The problem, and to some extent the saving grace, of Nightlong is that I had a solid notion of what kind of unfairness I expected from it. As I’ve noted before, this is a game prone to tiny, all-but-invisible hotspots. I’d been temporarily stuck in the game many times before this point, and with only one or two exceptions, it was always due to failing to notice a hotspot. At one point, I was actually able to work backward from the expected solution to a puzzle, figuring out what sort of item I’d need, and then where I’d be likely to find it. And sure enough, it was there, and nearly unfindable unless you were looking for it specifically. This was far more satisfying than finding it by waving the cursor around at random would have been. But that was an exception. For the most part, finding something clickable in this game is a surprise. So when I got as thoroughly stuck as I was, I was fairly certain that there was a tiny hotspot that I was missing, despite repeated searching of all available rooms.

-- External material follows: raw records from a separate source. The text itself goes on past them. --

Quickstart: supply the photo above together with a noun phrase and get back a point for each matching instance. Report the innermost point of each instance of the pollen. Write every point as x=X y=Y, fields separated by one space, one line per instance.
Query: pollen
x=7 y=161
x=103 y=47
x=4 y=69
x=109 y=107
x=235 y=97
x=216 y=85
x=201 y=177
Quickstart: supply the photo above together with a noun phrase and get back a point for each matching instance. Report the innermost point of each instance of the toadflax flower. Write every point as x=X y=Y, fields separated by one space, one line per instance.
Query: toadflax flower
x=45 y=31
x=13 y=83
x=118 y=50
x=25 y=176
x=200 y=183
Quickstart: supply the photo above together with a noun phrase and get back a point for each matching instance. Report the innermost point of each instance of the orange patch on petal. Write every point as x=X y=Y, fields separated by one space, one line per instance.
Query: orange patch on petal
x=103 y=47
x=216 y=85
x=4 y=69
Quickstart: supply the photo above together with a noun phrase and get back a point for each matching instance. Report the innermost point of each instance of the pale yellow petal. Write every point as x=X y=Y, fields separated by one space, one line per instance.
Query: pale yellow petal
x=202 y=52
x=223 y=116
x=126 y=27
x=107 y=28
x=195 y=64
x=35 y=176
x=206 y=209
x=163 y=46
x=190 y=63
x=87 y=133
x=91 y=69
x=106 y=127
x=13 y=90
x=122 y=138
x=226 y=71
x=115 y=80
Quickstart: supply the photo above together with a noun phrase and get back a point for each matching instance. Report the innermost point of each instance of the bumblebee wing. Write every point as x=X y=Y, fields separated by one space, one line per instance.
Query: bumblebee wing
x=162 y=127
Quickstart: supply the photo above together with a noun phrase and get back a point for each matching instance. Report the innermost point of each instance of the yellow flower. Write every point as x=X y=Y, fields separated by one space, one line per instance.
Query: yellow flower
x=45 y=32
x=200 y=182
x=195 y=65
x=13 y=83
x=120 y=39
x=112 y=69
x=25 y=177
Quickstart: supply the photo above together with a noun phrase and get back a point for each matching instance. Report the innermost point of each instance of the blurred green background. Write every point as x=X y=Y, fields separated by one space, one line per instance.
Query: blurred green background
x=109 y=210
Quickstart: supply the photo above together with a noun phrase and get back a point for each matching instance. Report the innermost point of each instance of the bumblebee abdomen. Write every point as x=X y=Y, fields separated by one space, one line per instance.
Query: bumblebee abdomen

It turned out that it wasn’t a tiny hotspot. There were two hotspots with the same name close together, and I had somehow managed to avoid using the right action on the right one, despite revisiting them repeatedly. I probably should have slept on it and come back fresh, but I sometimes find it hard to convince myself of that when I know I’m nearing the end.

When I do resort to hints, my reaction is pretty much always the same, regardless of what they reveal: “That was it? What a gyp!” Even if I don’t cheat again, it can take a while for this minor sense of resentment to fade. Solving tougher puzzles later in the game helps, re-establishing the “you throw ’em at me, I’ll solve ’em” dynamic. That happened here. There was a nice convoluted unrealistic adventure-game puzzle (illustrated in the screenshot above), and the final puzzle of the game was a tasty little cryptarithm — arguably soup cans, but it hit the spot.

Anyway, it’s off the stack now.

4 Comments so far

  1. paul on 14 Mar 2007

    Monkey Island 2 called: it wants its “rubber glove filled with helium, and also there’s a syringe” puzzle back. Also it wants to know how it’s able to operate a phone.

  2. Carl Muckenhoupt on 14 Mar 2007

    Aw. I liked MI2.

  3. paul on 14 Mar 2007

    I did too, but that does not mean it has opposable thumbs.

    There WAS a rubber glove/helium/syringe puzzle in it. Was Nightlong “paying homage”?

  4. Carl Muckenhoupt on 15 Mar 2007

    I doubt it. It seems like it could just be coincidence: syringes and surgical gloves are naturally found in in the same setting, and using a glove as a balloon is one of the few wacky things you can do with it.